La Banque populaire de Chine ne trompe personne avec sa dernière réduction de taux d'intérêt

La Banque populaire de Chine (PBOC) a lancé lundi un nouveau cycle d'assouplissement en abaissant les taux d'intérêt pour la première fois en quatre ans – une mesure destinée à se prémunir contre de nouvelles turbulences liées à la guerre commerciale.

Si l’on dit que le président Trump est «facile à lire», la Chine ne semble pas se débrouiller très bien dans la guerre commerciale qui a duré plusieurs années. Mais la nécessité de baisser les taux d'intérêt reflète un problème plus profond qui dépasse de loin les tarifs.

PBOC réduit les taux d'intérêt

Lundi, la banque centrale chinoise a annoncé son intention de ramener le taux de prise en pension sur sept jours à 2,5% au lieu de 2,55%. Bien que ce changement soit minime par rapport à ce que font les autres banques centrales, il s’agit de la première réduction depuis 2015.

La banque centrale a également mené une autre opération d'open market, injectant quelque 180 milliards de yuans (25,7 milliards de dollars) dans le système monétaire.

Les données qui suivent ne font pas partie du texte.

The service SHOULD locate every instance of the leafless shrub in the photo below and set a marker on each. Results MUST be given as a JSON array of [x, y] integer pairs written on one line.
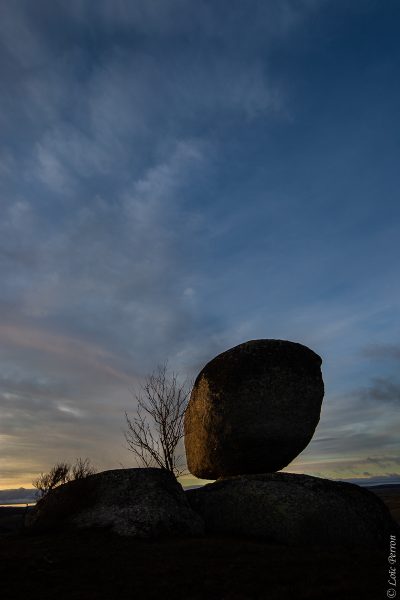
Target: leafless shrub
[[57, 475], [82, 468], [62, 472], [154, 432]]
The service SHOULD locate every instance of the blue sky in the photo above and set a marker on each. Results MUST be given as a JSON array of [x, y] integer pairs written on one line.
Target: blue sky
[[177, 177]]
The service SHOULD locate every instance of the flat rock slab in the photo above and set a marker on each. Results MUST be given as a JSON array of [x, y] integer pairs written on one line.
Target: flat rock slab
[[253, 409], [144, 503], [294, 509]]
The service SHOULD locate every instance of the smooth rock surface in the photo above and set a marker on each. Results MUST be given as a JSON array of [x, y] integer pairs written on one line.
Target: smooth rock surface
[[293, 509], [144, 503], [253, 409]]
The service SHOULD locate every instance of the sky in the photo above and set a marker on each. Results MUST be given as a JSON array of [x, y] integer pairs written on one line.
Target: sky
[[181, 176]]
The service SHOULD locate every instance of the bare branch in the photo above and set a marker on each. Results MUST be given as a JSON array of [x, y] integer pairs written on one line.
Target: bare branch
[[155, 431]]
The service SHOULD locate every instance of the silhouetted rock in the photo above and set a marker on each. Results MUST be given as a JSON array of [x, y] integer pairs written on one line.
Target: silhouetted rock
[[253, 409], [293, 509], [144, 503]]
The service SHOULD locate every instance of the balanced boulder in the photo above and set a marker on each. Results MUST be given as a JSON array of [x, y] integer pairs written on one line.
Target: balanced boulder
[[294, 509], [253, 409], [144, 503]]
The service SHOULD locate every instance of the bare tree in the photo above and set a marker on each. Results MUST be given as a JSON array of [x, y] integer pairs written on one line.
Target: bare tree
[[63, 472], [155, 431], [56, 476], [82, 468]]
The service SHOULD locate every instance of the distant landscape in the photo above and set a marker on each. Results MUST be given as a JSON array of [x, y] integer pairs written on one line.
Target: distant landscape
[[29, 495]]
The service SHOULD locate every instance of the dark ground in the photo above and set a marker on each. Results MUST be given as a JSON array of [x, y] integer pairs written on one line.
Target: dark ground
[[98, 565]]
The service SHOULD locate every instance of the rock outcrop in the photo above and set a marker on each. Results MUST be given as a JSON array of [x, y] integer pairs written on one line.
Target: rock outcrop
[[253, 409], [143, 503], [294, 509]]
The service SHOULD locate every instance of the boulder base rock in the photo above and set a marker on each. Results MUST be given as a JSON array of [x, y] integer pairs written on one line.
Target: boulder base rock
[[253, 409], [294, 509], [143, 503]]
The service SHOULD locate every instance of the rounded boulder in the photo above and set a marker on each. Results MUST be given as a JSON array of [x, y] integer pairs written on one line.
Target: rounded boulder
[[253, 409]]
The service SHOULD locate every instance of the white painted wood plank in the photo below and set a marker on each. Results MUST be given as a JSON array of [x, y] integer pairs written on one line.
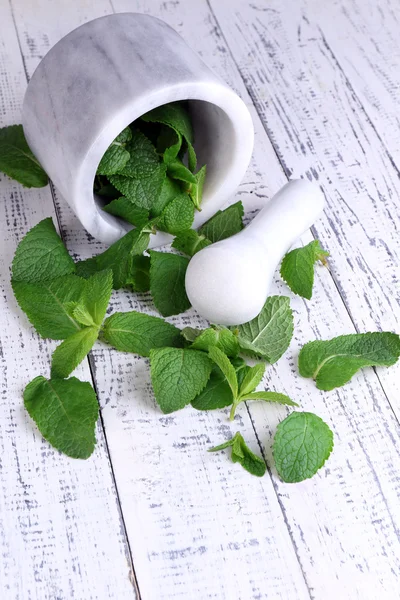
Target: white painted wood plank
[[61, 534]]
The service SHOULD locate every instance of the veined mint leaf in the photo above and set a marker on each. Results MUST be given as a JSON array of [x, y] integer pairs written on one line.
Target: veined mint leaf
[[297, 268], [17, 160], [139, 333], [302, 444], [167, 282], [125, 209], [189, 242], [41, 255], [116, 155], [224, 223], [268, 335], [242, 454], [71, 352], [118, 258], [178, 375], [65, 411], [217, 336], [46, 304], [333, 363]]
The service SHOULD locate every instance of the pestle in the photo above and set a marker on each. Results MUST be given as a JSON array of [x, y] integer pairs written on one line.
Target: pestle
[[228, 282]]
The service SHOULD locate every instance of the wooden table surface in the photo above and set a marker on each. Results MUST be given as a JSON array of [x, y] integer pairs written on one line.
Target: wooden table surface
[[151, 515]]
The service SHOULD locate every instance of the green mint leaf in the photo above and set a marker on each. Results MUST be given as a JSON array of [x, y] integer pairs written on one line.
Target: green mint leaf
[[118, 257], [302, 444], [167, 283], [268, 335], [139, 277], [65, 412], [17, 160], [125, 209], [223, 362], [178, 215], [217, 393], [189, 242], [71, 352], [46, 304], [252, 380], [139, 333], [333, 363], [224, 223], [116, 156], [178, 375], [242, 454], [297, 268], [41, 255], [217, 336]]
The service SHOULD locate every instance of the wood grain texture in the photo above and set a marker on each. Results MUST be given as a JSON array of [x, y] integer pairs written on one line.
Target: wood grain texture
[[200, 527], [61, 533]]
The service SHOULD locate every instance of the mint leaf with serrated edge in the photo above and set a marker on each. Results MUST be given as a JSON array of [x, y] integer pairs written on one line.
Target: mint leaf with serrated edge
[[46, 304], [178, 375], [224, 223], [71, 352], [65, 412], [268, 335], [167, 282], [17, 160], [139, 333], [242, 454], [41, 255], [297, 268], [332, 363], [189, 242], [302, 444]]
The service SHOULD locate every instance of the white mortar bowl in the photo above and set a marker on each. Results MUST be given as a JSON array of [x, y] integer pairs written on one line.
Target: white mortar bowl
[[105, 74]]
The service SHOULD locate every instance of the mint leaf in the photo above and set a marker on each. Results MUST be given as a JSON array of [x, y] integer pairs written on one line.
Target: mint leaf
[[333, 363], [139, 333], [139, 277], [297, 268], [178, 215], [41, 255], [125, 209], [118, 257], [242, 454], [167, 282], [228, 370], [71, 352], [46, 304], [217, 336], [268, 335], [302, 444], [189, 242], [116, 155], [65, 411], [224, 223], [17, 160], [178, 375]]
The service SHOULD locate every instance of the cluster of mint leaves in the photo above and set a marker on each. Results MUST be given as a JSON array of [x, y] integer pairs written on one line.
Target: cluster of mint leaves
[[68, 301]]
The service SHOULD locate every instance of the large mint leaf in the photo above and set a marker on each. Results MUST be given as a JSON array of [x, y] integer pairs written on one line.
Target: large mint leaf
[[167, 282], [224, 223], [297, 268], [47, 304], [302, 444], [178, 375], [17, 160], [41, 255], [268, 335], [65, 411], [333, 363], [139, 333]]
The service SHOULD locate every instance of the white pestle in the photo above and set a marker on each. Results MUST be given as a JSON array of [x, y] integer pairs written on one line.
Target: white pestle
[[228, 282]]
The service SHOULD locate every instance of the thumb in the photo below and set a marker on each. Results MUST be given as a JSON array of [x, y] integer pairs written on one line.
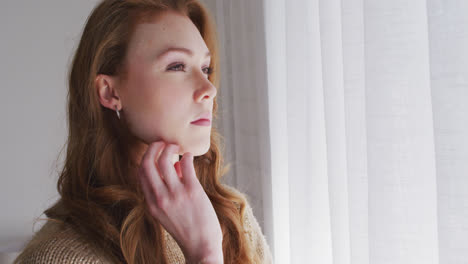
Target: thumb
[[188, 170]]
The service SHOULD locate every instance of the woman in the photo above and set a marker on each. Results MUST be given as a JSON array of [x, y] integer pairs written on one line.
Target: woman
[[140, 183]]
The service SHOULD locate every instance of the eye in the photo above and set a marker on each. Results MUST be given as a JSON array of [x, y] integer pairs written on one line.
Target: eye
[[177, 67], [208, 70]]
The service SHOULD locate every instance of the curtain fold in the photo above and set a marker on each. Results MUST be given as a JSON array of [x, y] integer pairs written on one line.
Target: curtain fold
[[361, 126]]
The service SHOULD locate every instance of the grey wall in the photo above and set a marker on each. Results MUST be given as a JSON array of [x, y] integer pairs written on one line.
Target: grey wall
[[37, 40]]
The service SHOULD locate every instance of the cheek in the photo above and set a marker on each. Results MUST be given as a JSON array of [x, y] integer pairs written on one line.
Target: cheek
[[157, 109]]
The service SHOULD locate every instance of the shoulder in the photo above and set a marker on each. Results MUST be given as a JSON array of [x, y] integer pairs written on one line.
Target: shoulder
[[253, 229], [58, 243]]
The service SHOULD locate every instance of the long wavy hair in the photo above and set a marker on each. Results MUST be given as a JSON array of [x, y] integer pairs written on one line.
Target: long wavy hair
[[98, 198]]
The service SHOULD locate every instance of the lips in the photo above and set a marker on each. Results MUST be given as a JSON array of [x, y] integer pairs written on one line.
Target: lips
[[204, 116]]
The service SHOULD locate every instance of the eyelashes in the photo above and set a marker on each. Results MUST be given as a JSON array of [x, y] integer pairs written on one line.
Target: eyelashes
[[181, 67]]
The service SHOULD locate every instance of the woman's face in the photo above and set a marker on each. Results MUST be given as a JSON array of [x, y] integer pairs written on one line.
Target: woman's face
[[167, 84]]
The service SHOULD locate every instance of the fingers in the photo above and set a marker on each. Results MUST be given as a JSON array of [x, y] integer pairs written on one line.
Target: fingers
[[167, 168], [149, 173], [188, 171]]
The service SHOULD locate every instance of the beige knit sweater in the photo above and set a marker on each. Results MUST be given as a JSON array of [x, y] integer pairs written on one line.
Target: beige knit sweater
[[58, 243]]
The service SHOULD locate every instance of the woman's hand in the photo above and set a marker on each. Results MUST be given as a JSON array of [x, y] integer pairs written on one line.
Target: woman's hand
[[177, 200]]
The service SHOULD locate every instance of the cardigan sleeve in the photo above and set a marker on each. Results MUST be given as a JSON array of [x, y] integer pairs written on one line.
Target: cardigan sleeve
[[53, 245]]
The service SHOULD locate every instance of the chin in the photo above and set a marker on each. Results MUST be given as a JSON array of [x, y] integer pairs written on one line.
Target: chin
[[201, 150]]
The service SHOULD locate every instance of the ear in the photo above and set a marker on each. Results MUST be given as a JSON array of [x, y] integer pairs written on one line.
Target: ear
[[107, 93]]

Ce déménagement n’était pas totalement inattendu. Quelques jours seulement avant la réduction des taux, la PBOC a révélé qu '«une divergence des anticipations d'inflation» pourrait modifier le cours de la politique monétaire. Plus tôt ce mois-ci, les décideurs ont abaissé les taux d’intérêt de leur facilité de prêt à moyen terme, qui est utilisée par les institutions financières pour les besoins de financement à plus long terme.

PBOC s’attaque à un problème plus vaste

La PBOC n'est que la dernière banque centrale à se joindre à la frénésie de la réduction des taux. À l’instar de ses homologues des États-Unis, de l’Europe et de l’Océanie, la PBOC envoie un signal fort qu’elle est préoccupée par l’économie.

La réduction des taux confirme que les décideurs chinois sont préoccupés par la guerre commerciale, qui a miné les investissements des entreprises et contribué au pire ralentissement économique des 30 dernières années. La position de faiblesse de la Chine se reflète presque partout, y compris la production industrielle, les nouvelles commandes de fabrication, les exportations, les ventes au détail et les investissements en immobilisations.

Malheureusement pour les décideurs politiques de Beijing, la réduction des taux d’intérêt ne renversera pas une forte baisse de la demande étrangère et intérieure. Il ne suffira certainement pas de stimuler la fabrication, qui selon certaines mesures est déjà entrée dans une profonde récession.

Au mieux, une réduction des taux peut offrir un répit temporaire contre le ralentissement des dépenses de consommation et le creux historique de l'investissement en capital fixe, mais cela expose un autre problème majeur: l'endettement excessif.

La bulle de la dette chinoise

Comme l'a rapporté le Financial Times en août, la Chine est actuellement aux prises avec une bulle de la dette en croissance constante dont les implications vont bien au-delà des marchés continentaux.

Selon Arthur Budaghyan:

La Chine, comme n'importe quel pays, doit faire face à des mesures de relance fréquentes et importantes, et sa masse monétaire vaste et en expansion constante entraînera des pressions croissantes sur le déminage pour le déminage.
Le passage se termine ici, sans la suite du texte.